Higher productivity and better growth prospects are absolutely necessary for improving the economic outlook. But they are unlikely to be sufficient. Improved financial literacy will also be essential if the next generation is to manage the consequences of the enormous debt they are inheriting. School curriculums have a lot of catch up on here, starting with offering better asset-liability education and more emphasis on how to navigate the confusing financial landscape faced by consumers.

Finally, there is the issue of social awareness. It is depressing to see the extent to which popular narratives have been distorted and oversimplified. The rich and privileged need to stop hiding behind the façade of the American dream. A little bit of hard work is clearly not enough for every citizen to escape poverty. At the same time, however, less well-off segments of society should be careful about placing all the blame on "the system" for being rigged against them.
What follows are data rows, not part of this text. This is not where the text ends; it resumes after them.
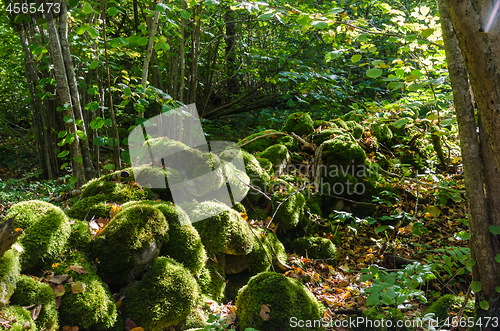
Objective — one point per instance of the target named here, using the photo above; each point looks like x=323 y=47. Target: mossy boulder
x=10 y=268
x=20 y=318
x=382 y=132
x=129 y=243
x=316 y=248
x=81 y=237
x=226 y=232
x=260 y=144
x=91 y=207
x=279 y=157
x=165 y=296
x=324 y=135
x=343 y=149
x=211 y=281
x=449 y=305
x=46 y=232
x=30 y=291
x=298 y=123
x=266 y=251
x=116 y=192
x=87 y=301
x=285 y=297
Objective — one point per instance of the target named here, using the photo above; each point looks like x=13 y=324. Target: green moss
x=239 y=208
x=130 y=242
x=211 y=281
x=277 y=154
x=19 y=317
x=94 y=307
x=355 y=129
x=46 y=232
x=382 y=132
x=343 y=149
x=226 y=232
x=324 y=124
x=116 y=192
x=298 y=123
x=267 y=247
x=285 y=297
x=449 y=305
x=316 y=248
x=10 y=268
x=29 y=292
x=93 y=206
x=373 y=321
x=165 y=296
x=290 y=210
x=80 y=237
x=260 y=144
x=321 y=137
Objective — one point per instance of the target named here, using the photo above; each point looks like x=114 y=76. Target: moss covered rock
x=91 y=207
x=129 y=243
x=165 y=296
x=285 y=297
x=87 y=301
x=267 y=249
x=10 y=268
x=31 y=291
x=316 y=248
x=382 y=132
x=449 y=305
x=20 y=318
x=46 y=232
x=226 y=232
x=211 y=281
x=298 y=123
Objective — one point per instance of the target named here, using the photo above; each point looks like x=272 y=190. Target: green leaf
x=94 y=64
x=356 y=58
x=484 y=305
x=143 y=41
x=374 y=73
x=81 y=134
x=87 y=8
x=495 y=229
x=320 y=25
x=96 y=123
x=63 y=154
x=476 y=286
x=185 y=14
x=462 y=235
x=112 y=11
x=100 y=141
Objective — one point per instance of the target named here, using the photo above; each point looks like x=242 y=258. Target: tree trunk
x=471 y=50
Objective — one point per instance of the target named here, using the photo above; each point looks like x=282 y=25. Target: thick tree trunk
x=64 y=93
x=471 y=50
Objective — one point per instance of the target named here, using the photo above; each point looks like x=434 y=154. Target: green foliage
x=395 y=288
x=30 y=291
x=283 y=296
x=166 y=294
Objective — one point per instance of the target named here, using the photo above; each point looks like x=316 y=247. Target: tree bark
x=471 y=50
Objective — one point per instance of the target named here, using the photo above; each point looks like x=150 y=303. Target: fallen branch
x=8 y=235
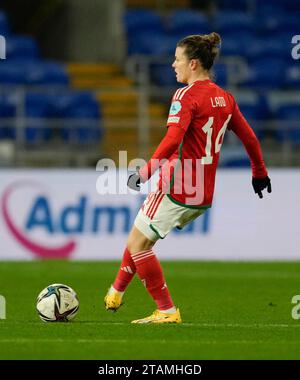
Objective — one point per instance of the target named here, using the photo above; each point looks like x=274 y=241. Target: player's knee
x=138 y=242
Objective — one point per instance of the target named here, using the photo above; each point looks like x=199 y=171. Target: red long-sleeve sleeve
x=245 y=133
x=166 y=148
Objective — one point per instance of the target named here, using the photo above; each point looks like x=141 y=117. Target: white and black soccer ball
x=57 y=303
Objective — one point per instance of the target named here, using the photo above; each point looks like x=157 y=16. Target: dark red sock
x=126 y=272
x=150 y=272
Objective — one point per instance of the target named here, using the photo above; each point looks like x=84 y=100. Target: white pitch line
x=154 y=341
x=186 y=324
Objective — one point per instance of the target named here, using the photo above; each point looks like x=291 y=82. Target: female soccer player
x=187 y=158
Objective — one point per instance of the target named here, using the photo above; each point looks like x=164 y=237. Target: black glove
x=134 y=181
x=261 y=183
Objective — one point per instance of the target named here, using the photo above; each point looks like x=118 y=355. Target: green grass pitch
x=229 y=310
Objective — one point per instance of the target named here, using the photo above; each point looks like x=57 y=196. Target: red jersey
x=200 y=114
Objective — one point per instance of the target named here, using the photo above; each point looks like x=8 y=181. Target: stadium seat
x=255 y=109
x=233 y=46
x=274 y=24
x=7 y=110
x=12 y=73
x=46 y=73
x=288 y=116
x=4 y=25
x=185 y=22
x=292 y=76
x=268 y=48
x=37 y=107
x=241 y=5
x=21 y=47
x=265 y=74
x=163 y=75
x=220 y=74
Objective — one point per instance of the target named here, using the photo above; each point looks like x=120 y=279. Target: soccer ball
x=57 y=303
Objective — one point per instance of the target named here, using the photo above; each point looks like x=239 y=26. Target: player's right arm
x=245 y=133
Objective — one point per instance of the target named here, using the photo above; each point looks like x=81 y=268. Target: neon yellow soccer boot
x=160 y=317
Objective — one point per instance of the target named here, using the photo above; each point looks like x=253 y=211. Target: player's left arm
x=260 y=178
x=178 y=122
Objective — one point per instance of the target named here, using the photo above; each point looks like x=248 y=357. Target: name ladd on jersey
x=175 y=108
x=218 y=101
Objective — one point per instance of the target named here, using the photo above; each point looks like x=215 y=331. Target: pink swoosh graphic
x=39 y=250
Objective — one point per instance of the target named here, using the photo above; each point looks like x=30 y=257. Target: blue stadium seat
x=242 y=5
x=142 y=20
x=21 y=47
x=12 y=73
x=163 y=75
x=231 y=45
x=292 y=76
x=46 y=73
x=4 y=25
x=255 y=109
x=220 y=74
x=268 y=48
x=265 y=74
x=37 y=106
x=7 y=110
x=186 y=22
x=274 y=24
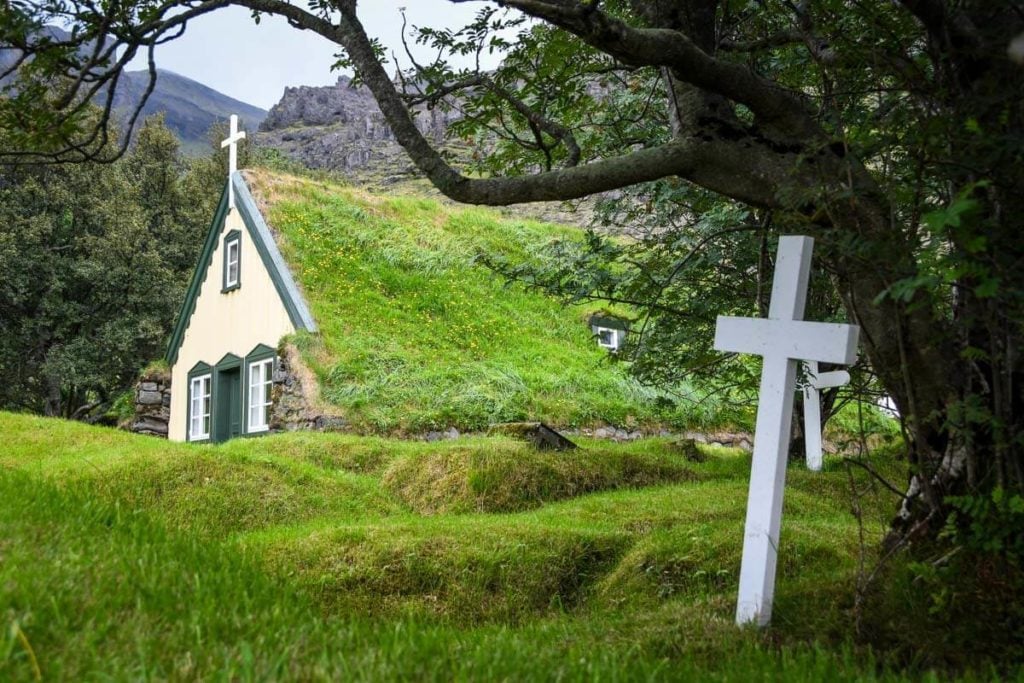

Both views are harmful exaggerations, and both ignore the reality of how interconnected American society is.

But what of our collective future? Individual efforts to enhance human capital will pay big dividends if politicians pivot toward more collaborative behavior. Shared responsibility must become a defined norm, along with shared sacrifice, and fair burden sharing -- no small task for politicians motivated by short election cycles.

Many will tell you that the required course correction contravenes some basic notion of atomization that has served the country extremely well throughout its history. Others will add that it's simply too hard to modify the American selfish gene syndrome that, guided by Adam Smith's "invisible hand," has delivered superior outcomes.

I am not so sure. And there is reason for you to be equally skeptical.

Recent unthinkables like Congress's handling of the fiscal cliff should not be treated as noise with little information content. Rather, they should be thought of as a signal that the system is struggling to accommodate some pretty meaningful shifts in the underlying parameters of economic and financial interaction. By better understanding the forces in play -- through clear-headed and less dogmatic discussions of the pros and cons of alternative scenarios -- we can go a long way in taking better control of our destiny and overcoming what is a debilitating sense of anxiety and helplessness.

Call me naïve, but I believe that we can overcome this issue through better information sharing and clearer advocacy. And in saying this, I draw courage from what happened in my home state on November 6: Californians came together and voted for a higher tax rate in order to provide more funds for education.

As he starts his second term, President Barack Obama has an important opportunity to convert into positive energy the nation's high level of anxiety about its economic and financial outlook. Let us hope that the political parties can help him by overcoming their pettiness and, thus, enable the nation's broad-based aspiration for a much better future. If not, our collective anxiety will continue to rise and the payoffs from inspired individualism will fall far short of what is possible, desirable and, indeed, necessary.